Carlsberg’s £3.3bn bid to buy Britvic is “completely unrelated” to losing the rights to brew and sell San Miguel in the UK, according to group CEO Jacob Aarup-Andersen.
Speaking to investors after the Danish brewer revealed it had reached an agreement in principle with Britvic’s board to acquire the soft drinks maker, Aarup-Andersen said Carlsberg would look to offset the loss of San Miguel to AB InBev by growing its portfolio of world beers including 1664 Biere, Brooklyn Pilsner and Poretti.
“We’re not doing this acquisition because of the loss of MSM (Mahou San Miguel) in the UK,” he said.
Aarup-Andersen said San Miguel accounted for 1.8 million hectolitres of volume and €1.4bn in revenue for Carlsberg in the UK.
He admitted the loss of the brand – worth £272m in off-trade sales last year [NIQ 52 we 24 April 2024] – would hit revenues for Carlsberg Marston’s Brewing Company (CMBC) in the short term, but insisted Carlsberg was “not doing this acquisition” to compensate.

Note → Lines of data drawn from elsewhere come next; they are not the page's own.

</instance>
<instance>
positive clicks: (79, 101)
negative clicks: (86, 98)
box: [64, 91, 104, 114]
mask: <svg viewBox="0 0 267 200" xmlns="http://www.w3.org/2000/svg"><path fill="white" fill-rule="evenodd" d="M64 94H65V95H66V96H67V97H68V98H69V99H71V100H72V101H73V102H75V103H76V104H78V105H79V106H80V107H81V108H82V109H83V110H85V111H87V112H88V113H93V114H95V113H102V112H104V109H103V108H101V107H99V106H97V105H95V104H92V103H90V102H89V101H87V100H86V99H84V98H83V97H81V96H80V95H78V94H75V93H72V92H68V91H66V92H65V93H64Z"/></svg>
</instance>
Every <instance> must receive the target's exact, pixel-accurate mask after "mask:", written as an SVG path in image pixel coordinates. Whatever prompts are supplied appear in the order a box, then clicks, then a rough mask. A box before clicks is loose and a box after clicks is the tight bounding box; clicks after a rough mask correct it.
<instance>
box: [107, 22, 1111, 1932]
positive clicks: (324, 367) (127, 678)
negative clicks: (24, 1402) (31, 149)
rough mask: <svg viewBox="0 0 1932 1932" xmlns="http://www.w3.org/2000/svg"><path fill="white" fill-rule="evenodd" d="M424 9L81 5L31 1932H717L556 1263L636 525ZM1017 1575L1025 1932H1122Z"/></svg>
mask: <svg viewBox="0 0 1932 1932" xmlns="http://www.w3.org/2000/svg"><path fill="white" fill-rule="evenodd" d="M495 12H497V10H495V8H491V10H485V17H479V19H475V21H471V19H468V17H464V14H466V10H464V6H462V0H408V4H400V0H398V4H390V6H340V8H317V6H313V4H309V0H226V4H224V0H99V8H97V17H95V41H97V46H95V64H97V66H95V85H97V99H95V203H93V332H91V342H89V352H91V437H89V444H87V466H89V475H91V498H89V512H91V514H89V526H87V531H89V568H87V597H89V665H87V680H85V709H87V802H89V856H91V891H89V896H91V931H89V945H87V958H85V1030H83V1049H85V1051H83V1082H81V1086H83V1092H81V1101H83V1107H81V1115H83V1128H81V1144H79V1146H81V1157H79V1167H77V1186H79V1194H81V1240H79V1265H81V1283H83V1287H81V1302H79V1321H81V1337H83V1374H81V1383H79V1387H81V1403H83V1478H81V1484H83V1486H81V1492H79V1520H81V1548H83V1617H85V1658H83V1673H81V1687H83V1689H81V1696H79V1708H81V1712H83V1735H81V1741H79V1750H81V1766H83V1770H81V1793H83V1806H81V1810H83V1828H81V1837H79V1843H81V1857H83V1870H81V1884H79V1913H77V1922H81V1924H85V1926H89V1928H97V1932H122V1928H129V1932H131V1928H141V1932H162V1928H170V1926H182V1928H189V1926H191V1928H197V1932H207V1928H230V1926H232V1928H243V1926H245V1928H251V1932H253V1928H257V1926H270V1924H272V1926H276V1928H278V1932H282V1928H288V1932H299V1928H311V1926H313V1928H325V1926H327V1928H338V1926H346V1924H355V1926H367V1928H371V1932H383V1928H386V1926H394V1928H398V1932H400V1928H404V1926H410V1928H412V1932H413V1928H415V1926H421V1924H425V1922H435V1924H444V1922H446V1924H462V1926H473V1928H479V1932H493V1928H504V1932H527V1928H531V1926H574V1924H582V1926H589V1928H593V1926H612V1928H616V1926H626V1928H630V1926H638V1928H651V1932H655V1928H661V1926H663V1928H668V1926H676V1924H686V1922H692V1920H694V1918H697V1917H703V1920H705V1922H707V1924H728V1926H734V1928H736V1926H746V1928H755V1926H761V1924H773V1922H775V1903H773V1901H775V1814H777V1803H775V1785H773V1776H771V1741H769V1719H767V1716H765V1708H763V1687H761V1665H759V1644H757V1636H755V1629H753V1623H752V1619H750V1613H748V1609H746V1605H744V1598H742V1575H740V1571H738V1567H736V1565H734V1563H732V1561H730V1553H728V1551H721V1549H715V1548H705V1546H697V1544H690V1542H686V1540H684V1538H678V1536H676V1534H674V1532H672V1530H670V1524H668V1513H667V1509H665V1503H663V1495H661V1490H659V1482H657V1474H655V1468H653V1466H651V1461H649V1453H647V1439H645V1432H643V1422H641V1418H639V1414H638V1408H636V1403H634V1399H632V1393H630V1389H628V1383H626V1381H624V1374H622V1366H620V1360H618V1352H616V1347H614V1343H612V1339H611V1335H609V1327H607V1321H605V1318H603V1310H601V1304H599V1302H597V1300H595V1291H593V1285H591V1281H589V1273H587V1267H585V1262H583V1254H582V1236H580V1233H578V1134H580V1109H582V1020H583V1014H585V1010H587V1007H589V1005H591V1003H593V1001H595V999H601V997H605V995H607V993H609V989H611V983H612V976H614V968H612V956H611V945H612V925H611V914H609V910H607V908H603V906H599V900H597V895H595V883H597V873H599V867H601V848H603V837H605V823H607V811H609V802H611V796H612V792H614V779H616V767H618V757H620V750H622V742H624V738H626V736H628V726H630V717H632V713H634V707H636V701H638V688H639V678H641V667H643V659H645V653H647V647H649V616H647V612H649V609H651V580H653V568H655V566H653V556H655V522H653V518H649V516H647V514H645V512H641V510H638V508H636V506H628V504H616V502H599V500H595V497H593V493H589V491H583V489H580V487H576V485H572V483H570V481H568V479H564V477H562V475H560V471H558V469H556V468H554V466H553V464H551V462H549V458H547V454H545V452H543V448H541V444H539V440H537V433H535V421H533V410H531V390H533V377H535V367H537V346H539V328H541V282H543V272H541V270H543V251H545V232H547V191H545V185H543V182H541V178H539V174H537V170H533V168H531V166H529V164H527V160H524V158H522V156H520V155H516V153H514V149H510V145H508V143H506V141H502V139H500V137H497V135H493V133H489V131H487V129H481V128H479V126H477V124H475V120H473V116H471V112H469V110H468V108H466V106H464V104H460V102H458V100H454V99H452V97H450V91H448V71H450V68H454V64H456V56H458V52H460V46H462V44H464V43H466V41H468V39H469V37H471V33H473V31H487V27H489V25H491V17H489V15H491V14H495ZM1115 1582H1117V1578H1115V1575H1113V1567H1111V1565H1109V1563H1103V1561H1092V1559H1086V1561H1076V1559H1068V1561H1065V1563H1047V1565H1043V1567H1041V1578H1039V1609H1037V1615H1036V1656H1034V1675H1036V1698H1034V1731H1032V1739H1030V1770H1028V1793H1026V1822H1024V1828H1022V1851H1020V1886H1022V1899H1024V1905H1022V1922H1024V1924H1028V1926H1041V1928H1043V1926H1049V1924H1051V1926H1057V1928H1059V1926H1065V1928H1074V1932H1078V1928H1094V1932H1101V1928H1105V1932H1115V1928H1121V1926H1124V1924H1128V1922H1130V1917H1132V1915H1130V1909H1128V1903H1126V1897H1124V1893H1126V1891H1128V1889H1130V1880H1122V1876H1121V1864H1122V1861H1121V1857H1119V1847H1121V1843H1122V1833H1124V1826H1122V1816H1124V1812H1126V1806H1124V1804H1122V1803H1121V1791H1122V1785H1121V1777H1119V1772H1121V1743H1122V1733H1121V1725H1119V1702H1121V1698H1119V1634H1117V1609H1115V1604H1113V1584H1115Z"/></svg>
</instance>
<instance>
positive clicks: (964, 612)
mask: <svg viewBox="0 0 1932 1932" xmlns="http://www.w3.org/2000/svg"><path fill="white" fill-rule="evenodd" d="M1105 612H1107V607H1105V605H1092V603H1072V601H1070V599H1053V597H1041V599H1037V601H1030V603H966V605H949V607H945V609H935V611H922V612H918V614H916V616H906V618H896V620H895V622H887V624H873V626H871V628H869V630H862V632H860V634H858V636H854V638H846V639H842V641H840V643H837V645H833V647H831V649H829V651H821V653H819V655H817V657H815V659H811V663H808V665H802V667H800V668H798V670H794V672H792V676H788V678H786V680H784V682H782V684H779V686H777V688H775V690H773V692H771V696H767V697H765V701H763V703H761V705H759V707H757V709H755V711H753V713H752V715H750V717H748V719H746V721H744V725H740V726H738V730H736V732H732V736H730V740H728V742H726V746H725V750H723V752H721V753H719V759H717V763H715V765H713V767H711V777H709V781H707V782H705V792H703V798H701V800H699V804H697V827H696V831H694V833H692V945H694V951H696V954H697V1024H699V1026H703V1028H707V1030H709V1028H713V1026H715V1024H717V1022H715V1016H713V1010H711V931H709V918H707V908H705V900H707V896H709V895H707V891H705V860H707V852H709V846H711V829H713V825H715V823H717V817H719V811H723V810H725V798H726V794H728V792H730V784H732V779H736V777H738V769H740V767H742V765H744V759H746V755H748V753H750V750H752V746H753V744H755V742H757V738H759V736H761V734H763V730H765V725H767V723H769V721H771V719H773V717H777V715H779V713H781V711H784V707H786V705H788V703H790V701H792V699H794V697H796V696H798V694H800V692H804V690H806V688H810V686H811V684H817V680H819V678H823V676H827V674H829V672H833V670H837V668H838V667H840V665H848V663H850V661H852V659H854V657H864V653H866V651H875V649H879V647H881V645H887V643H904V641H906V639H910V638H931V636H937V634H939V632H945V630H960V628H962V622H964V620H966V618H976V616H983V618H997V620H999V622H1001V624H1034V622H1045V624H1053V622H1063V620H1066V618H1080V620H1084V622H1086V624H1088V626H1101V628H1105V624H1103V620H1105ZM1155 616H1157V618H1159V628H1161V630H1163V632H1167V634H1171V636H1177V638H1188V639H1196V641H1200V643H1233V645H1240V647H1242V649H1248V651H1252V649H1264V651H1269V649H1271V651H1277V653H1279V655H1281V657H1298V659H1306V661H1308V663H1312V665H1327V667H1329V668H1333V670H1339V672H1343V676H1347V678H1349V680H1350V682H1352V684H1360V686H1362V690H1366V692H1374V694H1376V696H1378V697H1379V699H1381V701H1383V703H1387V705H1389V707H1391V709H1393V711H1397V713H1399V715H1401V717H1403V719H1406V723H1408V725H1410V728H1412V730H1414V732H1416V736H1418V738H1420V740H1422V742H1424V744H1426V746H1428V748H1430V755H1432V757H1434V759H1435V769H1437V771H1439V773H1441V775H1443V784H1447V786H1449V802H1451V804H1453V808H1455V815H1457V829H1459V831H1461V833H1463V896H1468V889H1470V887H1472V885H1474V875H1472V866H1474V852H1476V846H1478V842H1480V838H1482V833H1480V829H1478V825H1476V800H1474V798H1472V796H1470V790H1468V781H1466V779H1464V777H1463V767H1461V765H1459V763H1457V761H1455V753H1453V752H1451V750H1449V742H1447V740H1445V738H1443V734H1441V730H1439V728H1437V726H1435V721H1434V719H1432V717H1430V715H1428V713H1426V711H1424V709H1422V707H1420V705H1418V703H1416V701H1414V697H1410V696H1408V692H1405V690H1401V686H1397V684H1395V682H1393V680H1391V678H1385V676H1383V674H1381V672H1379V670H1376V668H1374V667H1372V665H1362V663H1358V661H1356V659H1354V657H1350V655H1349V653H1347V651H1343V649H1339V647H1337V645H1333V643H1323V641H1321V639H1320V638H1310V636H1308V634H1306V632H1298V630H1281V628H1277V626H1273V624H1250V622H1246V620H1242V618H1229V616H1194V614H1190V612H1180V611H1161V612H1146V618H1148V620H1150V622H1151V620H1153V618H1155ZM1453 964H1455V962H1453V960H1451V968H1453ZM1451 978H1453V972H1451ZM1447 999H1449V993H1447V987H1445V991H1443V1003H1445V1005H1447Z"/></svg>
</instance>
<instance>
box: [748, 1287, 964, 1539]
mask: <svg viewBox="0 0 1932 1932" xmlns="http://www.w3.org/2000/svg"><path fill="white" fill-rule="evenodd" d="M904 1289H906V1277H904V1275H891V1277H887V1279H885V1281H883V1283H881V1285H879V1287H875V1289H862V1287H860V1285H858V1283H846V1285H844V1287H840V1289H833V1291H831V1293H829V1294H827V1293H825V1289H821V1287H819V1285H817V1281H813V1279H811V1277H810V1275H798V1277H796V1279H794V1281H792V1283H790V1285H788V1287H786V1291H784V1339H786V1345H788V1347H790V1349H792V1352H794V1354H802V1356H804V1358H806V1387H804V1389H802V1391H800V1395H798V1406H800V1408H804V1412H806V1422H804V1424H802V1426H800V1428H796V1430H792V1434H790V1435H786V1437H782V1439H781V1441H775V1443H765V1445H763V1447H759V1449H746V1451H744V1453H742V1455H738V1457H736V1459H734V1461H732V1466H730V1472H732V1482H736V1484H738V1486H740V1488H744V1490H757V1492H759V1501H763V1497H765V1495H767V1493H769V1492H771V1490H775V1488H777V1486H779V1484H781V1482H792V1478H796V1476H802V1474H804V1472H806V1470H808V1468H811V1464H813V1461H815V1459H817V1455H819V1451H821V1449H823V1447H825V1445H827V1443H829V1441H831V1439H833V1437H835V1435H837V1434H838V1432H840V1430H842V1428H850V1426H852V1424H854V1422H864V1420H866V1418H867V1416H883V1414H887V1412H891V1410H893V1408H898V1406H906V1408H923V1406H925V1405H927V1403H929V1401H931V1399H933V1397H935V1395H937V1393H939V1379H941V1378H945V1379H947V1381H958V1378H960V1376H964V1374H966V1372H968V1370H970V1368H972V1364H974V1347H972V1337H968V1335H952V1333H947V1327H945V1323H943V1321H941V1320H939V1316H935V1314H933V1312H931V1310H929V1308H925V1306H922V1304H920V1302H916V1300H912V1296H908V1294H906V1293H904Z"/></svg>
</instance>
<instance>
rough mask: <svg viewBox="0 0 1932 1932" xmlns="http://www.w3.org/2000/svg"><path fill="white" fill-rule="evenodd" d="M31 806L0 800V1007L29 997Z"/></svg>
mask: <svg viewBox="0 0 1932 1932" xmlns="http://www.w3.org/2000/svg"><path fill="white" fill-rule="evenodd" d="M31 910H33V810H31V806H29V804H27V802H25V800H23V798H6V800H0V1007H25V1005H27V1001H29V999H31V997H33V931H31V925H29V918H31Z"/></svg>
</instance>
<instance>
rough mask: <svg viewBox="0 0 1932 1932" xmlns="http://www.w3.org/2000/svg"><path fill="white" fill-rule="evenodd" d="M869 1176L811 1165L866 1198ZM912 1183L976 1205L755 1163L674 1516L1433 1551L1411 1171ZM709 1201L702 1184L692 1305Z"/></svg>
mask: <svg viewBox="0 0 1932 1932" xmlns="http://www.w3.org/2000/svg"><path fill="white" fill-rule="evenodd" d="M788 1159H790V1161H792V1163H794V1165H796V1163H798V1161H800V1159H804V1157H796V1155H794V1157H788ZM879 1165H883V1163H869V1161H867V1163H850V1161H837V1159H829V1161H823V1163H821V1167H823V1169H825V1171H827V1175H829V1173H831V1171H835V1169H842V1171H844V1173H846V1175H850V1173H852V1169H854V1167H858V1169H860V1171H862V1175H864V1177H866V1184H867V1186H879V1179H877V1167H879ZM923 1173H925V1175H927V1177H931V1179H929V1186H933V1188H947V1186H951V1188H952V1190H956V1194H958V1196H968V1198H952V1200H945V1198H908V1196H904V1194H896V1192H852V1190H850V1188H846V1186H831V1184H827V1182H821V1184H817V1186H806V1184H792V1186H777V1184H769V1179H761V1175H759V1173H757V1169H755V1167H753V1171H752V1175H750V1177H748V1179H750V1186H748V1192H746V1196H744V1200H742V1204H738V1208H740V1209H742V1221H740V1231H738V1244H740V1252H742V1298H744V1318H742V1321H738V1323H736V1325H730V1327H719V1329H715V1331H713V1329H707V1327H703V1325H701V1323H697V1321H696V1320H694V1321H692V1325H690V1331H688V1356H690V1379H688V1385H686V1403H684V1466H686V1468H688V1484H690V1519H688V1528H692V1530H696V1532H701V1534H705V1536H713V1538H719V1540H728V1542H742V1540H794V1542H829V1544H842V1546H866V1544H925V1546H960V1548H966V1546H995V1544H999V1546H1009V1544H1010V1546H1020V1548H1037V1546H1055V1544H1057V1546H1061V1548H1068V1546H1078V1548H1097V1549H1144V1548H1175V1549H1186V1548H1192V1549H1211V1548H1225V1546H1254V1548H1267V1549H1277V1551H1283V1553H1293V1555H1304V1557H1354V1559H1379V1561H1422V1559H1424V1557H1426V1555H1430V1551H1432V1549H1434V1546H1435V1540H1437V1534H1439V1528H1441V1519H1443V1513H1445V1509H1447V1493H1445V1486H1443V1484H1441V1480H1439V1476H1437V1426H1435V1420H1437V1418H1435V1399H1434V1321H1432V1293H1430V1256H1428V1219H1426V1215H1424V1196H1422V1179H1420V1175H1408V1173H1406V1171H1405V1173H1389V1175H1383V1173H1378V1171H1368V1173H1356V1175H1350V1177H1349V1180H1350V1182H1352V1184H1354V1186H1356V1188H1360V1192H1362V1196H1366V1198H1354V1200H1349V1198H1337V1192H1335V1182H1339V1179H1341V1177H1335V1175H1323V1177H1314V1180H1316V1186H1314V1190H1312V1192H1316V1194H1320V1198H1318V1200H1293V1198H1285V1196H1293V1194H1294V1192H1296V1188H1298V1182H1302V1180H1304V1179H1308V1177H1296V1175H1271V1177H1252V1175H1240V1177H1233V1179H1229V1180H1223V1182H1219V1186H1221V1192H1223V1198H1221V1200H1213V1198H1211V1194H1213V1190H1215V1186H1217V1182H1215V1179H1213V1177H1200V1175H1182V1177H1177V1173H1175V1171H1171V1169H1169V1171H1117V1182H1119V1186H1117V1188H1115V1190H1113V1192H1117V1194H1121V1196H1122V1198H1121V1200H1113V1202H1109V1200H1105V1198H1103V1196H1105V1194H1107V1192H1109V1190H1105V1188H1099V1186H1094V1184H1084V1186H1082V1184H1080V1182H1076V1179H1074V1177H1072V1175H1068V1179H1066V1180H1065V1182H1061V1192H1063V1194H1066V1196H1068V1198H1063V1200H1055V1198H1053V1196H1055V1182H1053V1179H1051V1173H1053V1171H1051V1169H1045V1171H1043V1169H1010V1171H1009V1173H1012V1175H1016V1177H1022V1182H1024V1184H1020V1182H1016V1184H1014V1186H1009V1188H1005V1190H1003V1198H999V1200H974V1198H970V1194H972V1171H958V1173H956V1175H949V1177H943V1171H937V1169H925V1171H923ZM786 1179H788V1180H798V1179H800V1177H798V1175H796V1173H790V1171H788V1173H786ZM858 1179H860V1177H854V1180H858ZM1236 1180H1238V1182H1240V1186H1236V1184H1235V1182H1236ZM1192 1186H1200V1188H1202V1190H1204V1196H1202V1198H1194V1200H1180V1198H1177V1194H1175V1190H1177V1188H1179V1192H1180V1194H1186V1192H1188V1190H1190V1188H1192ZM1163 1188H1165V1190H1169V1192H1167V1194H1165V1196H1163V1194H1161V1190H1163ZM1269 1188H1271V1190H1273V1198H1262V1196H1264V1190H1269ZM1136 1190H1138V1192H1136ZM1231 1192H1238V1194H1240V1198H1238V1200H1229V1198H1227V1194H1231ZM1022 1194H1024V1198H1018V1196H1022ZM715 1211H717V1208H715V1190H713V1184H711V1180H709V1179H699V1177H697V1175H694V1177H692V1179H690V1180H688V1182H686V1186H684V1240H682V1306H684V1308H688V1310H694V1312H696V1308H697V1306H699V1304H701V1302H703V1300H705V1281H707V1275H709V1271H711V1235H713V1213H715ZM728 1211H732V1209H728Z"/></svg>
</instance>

“It will have a negative impact standalone, of course,” he said. “But we will replace that over time through our brands and the world beer category. We have some strong brands that are growing well in the UK in Brooklyn, Poretti and 1664.
“There’ll be a short-term impact and we will mitigate it over time,” he added.
Asked if the £100m in cost savings Carlsberg had identified from the acquisition of Britvic could be eaten into by “dis-synergies” from losing San Miguel, Aarup-Andersen said: “We don’t see it as a dis-synergy because MSM is completely unrelated to this.
“It’s just an impact on the business that we will deal with like when other brands enter or leave the portfolio. It’s just this time it is a bigger brand than your average brand is, there’s no doubt about that.”
Elsewhere, Aarup-Andersen denied Carlsberg was reducing its exposure to beer, despite the fact the proposed acquisition of Britvic would make soft drinks the biggest part of its UK business, and account for 30% of total volumes at group level.
Alongside the Britvic announcement, Carlsberg revealed it is to acquire Marston’s remaining 40% stake in CMBC, and Aarup-Andersen insisted the brewer remained open to growing its brewing presence through M&A in the future.
“This is a major deal for us and we’ll be focused on getting the integration right and delivering value for ourselves,” he said. “Of course, if a value accretive situation occurs within beer in the next couple of years we will look at it.
“We all know from history that they are far and few between, but this is not a case of us reorientating away from beer. Beer is our core.”